Maj. Daniel Rodriguez, company commander, 542nd Quartermaster Company, a Reserve unit out of Erie, Pennsylvania, showed some of the 11 systems being assessed.
The Advanced Medium Mobile Power Source, or “amps micro grid,” controls six 60-kilowatt generators, he said. It’s a smart system that detects how much power the base camp is consuming.
When there is not enough power, the system turns on more generators, he said. When they’re not needed, the system automatically turns off one or more generators. The system also determines which generator has been used the most and selects a fresh one to give the used one a rest. A light comes on when service or maintenance needs to be done as well.

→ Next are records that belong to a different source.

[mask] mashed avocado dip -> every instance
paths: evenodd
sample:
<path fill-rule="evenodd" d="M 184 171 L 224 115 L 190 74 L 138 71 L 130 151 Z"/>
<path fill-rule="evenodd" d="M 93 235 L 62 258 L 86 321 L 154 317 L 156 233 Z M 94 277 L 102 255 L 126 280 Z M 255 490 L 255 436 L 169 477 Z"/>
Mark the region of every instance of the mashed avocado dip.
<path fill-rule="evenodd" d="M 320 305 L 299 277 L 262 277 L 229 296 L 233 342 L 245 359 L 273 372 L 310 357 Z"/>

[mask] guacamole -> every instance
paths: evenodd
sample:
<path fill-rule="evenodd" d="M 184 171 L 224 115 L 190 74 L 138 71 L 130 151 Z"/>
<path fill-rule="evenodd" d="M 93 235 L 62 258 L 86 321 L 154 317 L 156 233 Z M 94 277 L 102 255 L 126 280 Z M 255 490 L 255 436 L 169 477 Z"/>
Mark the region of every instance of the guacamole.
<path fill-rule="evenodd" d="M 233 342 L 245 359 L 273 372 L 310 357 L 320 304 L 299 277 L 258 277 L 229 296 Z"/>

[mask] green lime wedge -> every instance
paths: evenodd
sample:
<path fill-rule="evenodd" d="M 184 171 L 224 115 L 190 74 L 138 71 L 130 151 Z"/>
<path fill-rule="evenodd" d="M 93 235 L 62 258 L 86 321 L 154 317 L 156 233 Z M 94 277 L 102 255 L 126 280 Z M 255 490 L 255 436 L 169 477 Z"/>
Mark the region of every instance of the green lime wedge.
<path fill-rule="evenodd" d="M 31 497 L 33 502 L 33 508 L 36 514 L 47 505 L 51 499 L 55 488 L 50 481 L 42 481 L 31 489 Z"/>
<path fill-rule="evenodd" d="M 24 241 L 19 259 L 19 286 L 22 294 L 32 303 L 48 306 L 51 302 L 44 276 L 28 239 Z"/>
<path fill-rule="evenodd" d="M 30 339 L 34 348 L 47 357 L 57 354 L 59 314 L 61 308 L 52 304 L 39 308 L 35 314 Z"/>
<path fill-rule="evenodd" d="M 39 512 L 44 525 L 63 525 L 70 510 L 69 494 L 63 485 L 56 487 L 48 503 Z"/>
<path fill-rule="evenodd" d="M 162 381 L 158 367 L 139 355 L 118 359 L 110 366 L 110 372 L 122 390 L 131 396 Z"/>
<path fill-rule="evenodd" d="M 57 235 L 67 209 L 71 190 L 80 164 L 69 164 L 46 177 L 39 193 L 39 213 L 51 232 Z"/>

Conventional generator setups, on the other hand, require generators to be running all the time, thereby consuming a lot more fuel, he said.
Rodriguez then showed a “Water From Air System” trailer. Inside were components that acted sort of like a dehumidifier, sucking water from the outside air and converting it into water clean enough to drink, he said.
The Water From Air System produces 4.5 gallons of water for each gallon of fuel it consumes, he said. It yields up to 15 gallons of water every 40 minutes, for up to 500 gallons a day. Even at 10 percent humidity, it works.
Also being evaluated by Rodriguez and his team was a black-water purifier that uses bacteria to break down sewage into water clean enough to be discharged safely into the environment. One system can treat 3,500 gallons per day.
The team is also evaluating a gray-water recovery system that ingests used shower and sink water and recovers 75 percent for reuse.